答)  与党税調、民主党の税調で今やっていただいておりますので、私としてはそれを見守りながら、出来るだけ同じようなタイミングで政府税調での素案の取りまとめを是非今月中にさせていただきたいと思っております。
問)  党の税調ですけれども、昨日の総会で反対意見が強くて消費税率の具体的な引き上げ時期ですとか税率についての議論に入れませんでしたけれども、こうした状況についてはどうご覧になっていますでしょうか。

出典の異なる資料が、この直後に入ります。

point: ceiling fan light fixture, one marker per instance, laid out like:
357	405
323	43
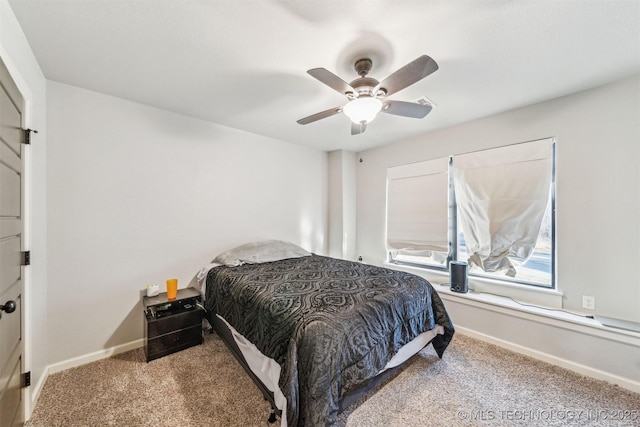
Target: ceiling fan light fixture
362	109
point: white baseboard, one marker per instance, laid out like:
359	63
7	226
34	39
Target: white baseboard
92	357
554	360
33	393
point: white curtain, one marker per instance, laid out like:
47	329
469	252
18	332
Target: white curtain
502	195
417	197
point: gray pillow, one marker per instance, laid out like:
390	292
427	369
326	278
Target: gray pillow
263	251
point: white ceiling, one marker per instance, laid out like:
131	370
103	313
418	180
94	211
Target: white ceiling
242	63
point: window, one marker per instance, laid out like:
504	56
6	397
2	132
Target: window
495	208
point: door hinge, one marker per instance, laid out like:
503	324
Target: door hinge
26	258
27	135
26	379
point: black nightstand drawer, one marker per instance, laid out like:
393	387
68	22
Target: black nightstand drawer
165	325
172	325
170	343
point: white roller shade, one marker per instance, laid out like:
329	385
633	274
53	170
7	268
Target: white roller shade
502	195
417	199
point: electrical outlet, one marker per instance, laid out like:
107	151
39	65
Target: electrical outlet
588	302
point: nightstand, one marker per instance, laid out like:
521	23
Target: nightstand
171	326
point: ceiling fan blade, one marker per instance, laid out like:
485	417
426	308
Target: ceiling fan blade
357	128
331	80
321	115
406	109
409	74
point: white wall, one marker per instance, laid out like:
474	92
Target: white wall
21	63
138	195
598	187
342	204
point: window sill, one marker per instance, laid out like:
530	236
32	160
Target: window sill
525	294
519	307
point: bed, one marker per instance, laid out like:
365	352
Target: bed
315	332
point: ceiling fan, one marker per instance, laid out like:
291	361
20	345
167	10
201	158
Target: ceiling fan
367	96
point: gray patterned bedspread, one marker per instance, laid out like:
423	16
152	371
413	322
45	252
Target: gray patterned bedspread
331	324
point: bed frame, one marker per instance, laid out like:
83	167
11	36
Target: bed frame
349	397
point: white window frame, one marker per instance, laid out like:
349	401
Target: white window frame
453	235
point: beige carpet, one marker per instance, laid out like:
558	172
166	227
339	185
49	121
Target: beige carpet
475	384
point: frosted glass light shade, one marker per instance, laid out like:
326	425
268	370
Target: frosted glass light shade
363	109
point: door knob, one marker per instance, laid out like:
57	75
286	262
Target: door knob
8	307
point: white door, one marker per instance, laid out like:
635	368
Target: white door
11	230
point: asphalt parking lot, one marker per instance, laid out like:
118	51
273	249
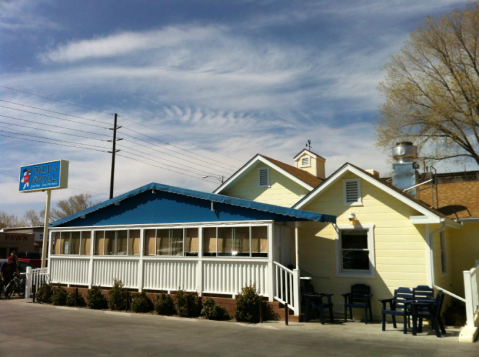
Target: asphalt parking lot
45	330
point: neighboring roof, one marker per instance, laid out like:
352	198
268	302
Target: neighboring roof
385	186
457	194
274	212
309	151
301	177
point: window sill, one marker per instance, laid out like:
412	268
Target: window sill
356	275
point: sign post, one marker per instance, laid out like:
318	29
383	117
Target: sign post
46	176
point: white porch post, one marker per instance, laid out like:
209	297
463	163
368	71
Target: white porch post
296	272
199	263
271	236
140	261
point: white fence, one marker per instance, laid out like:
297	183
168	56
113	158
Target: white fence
287	287
471	290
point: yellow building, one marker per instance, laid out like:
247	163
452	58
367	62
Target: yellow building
383	237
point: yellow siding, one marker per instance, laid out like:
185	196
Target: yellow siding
464	246
282	191
400	247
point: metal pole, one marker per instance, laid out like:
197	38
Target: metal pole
112	179
45	229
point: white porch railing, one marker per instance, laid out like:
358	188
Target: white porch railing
471	290
286	289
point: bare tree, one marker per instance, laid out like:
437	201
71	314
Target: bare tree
10	220
431	89
70	206
32	218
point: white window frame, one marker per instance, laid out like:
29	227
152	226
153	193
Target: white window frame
340	272
443	252
359	202
308	164
267	173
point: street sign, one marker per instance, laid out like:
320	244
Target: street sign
51	175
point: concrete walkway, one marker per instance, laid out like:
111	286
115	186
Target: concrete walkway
45	330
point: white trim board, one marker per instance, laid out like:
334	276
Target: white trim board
250	166
349	168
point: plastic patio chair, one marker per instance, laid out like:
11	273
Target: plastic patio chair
399	305
314	301
359	297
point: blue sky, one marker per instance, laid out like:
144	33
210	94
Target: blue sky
204	84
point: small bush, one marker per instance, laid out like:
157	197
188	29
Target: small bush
187	304
71	299
117	293
95	299
141	303
59	296
247	305
44	294
212	311
164	305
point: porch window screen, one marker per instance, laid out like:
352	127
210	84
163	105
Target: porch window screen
191	242
209	241
259	241
355	252
85	243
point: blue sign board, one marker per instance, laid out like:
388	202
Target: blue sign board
44	176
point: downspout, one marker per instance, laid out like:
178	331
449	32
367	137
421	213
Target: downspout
431	260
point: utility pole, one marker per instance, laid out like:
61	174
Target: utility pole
113	152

答)  ご存じの通り消費税を引き上げるというのは過去の歴史から言っても本当に大変なことであります。特にこれを提起するというのは、政治家1人1人にとっても大変大きな決断を要するものであるし、広く日本の国民、あまねく負担のかかる税ですから、私はそういう点では、我が身に振り返って本当に行革をしたり議員の定数の削減をしたり、そういうことをしっかりやらなければ、いわば自ら地元で多くの方々に理解を得られないという気持ちから色々なことをおっしゃっているということは、本当によく分かります。自民党が安定していた時代にも直間比率の見直しということで当時消費税を引き上げましたが、私は皆さんと同じように取材する立場でそれを見ておりましたけれども、本当に大変な中で決断をして国会に法案を提出したプロセスがあります。むしろそういうプロセスを踏まないことの方が、問題があると私は思っておりますので、十分議論の中で国民の声を是非それはそれでしっかりと伝えていただいて、また我々も、確かに理論的には国債発行がこれだけあって、皆さんから予算の編成では色々ご批判もいただきましたけれども、しかしそうした財源再建が待ったなしだという理論的な話もさることながら、本当に私達も必死に懸命に国民の皆さんに、また党内の若い人達、若手の皆さんにもやはり真心からお願いをしますという姿勢が求められているんだろうと思っております。本当にそういう意味では、私も必要であれば何度もどこに行ってでも色々なところでご説明をしながら、党内、国民の皆さんにご理解をいただきたいと思っております。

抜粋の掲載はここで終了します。